Cosmetic outcomes after transoral robotic thyroidectomy: Comparison with transaxillary, postauricular, and conventional approaches
- Authors
- Lee, Dong Won; Bang, Hyang Sook; Jeong, Jin Hyeok; Kwak, Sang Gyu; Choi, Yun Young; Tae, Kyung
- Issue Date
- Mar-2021
- Publisher
- ELSEVIER
- Keywords
- Cosmesis; Robotic thyroidectomy; Transoral thyroidectomy; Transaxillary approach; Postauricular facelift approach
- Citation
- ORAL ONCOLOGY, v.114, pp 1 - 5
- Pages
- 5
- Indexed
- SCIE
SCOPUS
- Journal Title
- ORAL ONCOLOGY
- Volume
- 114
- Start Page
- 1
- End Page
- 5
- URI
- https://scholarworks.bwise.kr/hanyang/handle/2021.sw.hanyang/142211
- DOI
- 10.1016/j.oraloncology.2020.105139
- ISSN
- 1368-8375
1879-0593
- Abstract
- Objectives: Transoral thyroidectomy does not involve neck incision, and its postoperative cosmetic outcome is thought to be superior to that of conventional thyroidectomy and other remote-access procedures. This study aimed to compare the cosmetic outcomes between transoral robotic thyroidectomy (TORT) and conventional transcervical thyroidectomy and two common remote-access robotic thyroidectomies via the transaxillary and postauricular approaches.

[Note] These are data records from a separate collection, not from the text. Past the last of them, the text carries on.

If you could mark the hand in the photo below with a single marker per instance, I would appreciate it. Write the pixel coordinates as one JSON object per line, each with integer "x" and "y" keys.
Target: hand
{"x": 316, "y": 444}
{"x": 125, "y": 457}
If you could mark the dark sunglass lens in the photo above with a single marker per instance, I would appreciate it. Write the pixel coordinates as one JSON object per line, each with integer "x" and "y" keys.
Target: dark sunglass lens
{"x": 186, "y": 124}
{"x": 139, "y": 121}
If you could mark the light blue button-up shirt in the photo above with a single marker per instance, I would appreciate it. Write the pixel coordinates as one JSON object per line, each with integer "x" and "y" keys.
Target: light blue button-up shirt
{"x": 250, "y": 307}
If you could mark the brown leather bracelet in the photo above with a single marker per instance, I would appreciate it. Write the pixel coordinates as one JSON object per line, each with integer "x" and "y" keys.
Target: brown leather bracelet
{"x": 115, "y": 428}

Materials and methods: We analyzed 160 patients who underwent TORT, robotic thyroidectomies via the transaxillary or postauricular approach, or conventional transcervical thyroidectomy (40 patients in each group). The postoperative cosmetic outcomes, including cosmetic satisfaction and scar consciousness scores, were evaluated using self-assessment cosmesis questionnaires at 3 months and 1 year postoperatively. The cosmesis index was defined as the sum of the percentage scores for cosmetic satisfaction and scar consciousness.
Results: Cosmetic satisfaction scores, scar consciousness scores, and cosmesis indexes were significantly higher for the transoral, transaxillary, and postauricular approaches than the conventional approach at 3 months and 1 year postoperatively. There was a trend of better cosmetic outcomes, especially regarding scar consciousness, for the transoral and transaxillary approaches than for the postauricular approach, but the difference was not statistically significant.
Conclusion: Postoperative cosmesis of TORT, as well as the transaxillary and postauricular approaches, is superior to that of conventional thyroidectomy. The cosmetic outcomes of the transoral and transaxillary approaches seem to be better than those of the postauricular approach.